With an understanding of the highest-used APIs and their costs, we began considering a potential serverless architecture, prioritizing the endpoints in order of the highest cost/benefit. We estimated AWS Lambda costs by determining the number of API requests per endpoint and assuming that API execution time would be the same as on EC2. The estimated compute savings of this approach was nearly 90%.
Simplified Serverless Architecture for Cyrano.ai
The Phase I design of this migration was simple and straight-forward:
- API Gateway. handled API routing, including proxying to EC2 for APIs that weren’t migrated in Phase I.
- Lambda. Individual functions for each of the migrated endpoints. Node.js runtime.
- RDS. No data migration was involved in Phase 1. Lambda functions connected to RDS and utilized the RDS proxy to prevent maxing out database resources during periods of high volume utilization.
- Continuous Integration. We used simple Github Actions to automate code deployment to Lambda.
Security Considerations
Before finalizing this architecture, we needed to ensure that our platform -- and all cloud resources -- were as secure as possible. We always strive to follow best practices and ensure that the architecture takes these considerations in place. We chose to work with a team of AWS security specialists in this case to audit our infrastructure. The audit involved in-depth AWS configuration scans.
Later, Cyrano worked with Leviathan Security to conduct automated penetration testing on publicly-accessible resources followed by manual security testing. All of this came at a significant expense but, as Cyrano needed to stand up to scrutiny with their customers' enterprise security teams, was a worthwhile investment that positions Cyrano to confidently earn their customers' trust.

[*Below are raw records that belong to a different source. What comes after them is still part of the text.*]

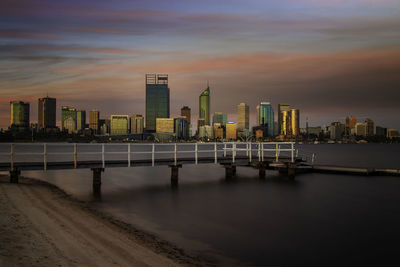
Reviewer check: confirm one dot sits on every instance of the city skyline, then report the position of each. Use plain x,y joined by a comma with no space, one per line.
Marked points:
329,60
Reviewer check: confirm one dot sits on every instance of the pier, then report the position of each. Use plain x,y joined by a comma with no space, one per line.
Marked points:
262,156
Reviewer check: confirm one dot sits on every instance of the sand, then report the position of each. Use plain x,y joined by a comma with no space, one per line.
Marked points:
40,225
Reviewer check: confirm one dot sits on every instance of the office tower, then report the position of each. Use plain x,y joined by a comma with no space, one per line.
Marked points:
137,124
206,131
185,111
381,131
165,125
80,120
119,125
68,119
336,130
266,118
243,117
181,127
361,129
204,105
295,121
47,113
220,118
157,99
281,109
370,127
94,116
19,115
231,131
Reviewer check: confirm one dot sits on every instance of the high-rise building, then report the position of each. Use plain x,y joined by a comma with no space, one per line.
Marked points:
47,113
295,121
185,111
94,117
243,117
266,118
19,115
220,118
181,128
231,131
137,124
281,109
80,120
165,125
370,127
204,105
157,99
119,125
68,119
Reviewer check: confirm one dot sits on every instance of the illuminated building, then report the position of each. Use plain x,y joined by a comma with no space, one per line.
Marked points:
119,125
19,115
137,124
47,113
157,99
243,117
68,119
204,105
94,116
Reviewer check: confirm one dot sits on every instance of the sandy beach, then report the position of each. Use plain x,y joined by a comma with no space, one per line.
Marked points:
40,225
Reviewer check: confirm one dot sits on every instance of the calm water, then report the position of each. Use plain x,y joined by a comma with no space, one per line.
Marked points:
318,220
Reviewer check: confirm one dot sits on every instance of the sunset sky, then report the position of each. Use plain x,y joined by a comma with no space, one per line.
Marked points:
328,58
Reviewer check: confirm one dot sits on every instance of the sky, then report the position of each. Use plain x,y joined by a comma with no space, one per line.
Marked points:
328,58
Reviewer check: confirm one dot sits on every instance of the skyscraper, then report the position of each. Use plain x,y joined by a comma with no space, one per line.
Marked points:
281,109
80,120
266,117
185,111
19,115
243,117
94,116
137,124
47,113
68,119
157,99
295,121
204,105
119,125
220,118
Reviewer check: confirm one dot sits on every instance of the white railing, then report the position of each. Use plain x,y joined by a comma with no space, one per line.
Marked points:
232,150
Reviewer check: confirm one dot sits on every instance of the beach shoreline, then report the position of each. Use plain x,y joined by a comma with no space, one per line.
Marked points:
41,225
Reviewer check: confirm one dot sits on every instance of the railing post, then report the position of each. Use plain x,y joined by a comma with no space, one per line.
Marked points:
102,156
75,156
233,152
175,155
292,152
152,155
262,152
224,149
45,156
195,153
12,157
250,151
129,154
215,153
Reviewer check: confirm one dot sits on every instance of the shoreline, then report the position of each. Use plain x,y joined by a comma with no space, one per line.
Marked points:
18,225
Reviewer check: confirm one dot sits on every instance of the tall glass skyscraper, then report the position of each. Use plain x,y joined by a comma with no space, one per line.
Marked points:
266,118
47,112
157,99
204,105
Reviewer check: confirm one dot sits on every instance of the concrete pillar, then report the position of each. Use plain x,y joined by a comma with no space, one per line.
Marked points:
175,174
14,176
97,179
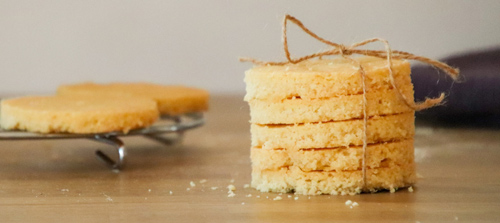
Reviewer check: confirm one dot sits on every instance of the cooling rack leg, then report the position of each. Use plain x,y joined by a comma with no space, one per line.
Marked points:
172,139
169,139
120,147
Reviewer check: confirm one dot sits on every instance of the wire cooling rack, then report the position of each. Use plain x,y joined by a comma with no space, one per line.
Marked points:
167,124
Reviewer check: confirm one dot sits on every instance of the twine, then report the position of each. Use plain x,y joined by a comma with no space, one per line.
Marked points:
346,52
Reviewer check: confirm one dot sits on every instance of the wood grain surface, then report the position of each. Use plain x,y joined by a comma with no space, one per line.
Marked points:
62,181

Iterating and Completing the Migration
Once customers were migrated to the new API host (pointing to API Gateway and not the EC2 load balancer) we began the process of moving off of EC2 entirely. This involved migrating not just the remaining API endpoints, but also the worker processes we had running on EC2 as well. Lambda is ideal for running asynchronous workloads and integrates seamlessly with many other AWS services including SQS, S3, DynamoDB, and EventBridge.
We also incorporated different storage solutions that were more appropriate for specific needs than using RDS for all data. We were able to migrate large, infrequently accessed blobs to S3, and cache certain responses using DynamoDB. Once we were able to turn off the remaining EC2 instances, our overall AWS expenses dropped by over 70%. Additionally, even after completing just the initial migration of the highest-utilized APIs, the Cyrano team was able to finally focus its attention on revenue-generating requests from customers.
Future iterations include migrating the certain APIs to AWS’s GraphQL solution, AppSync.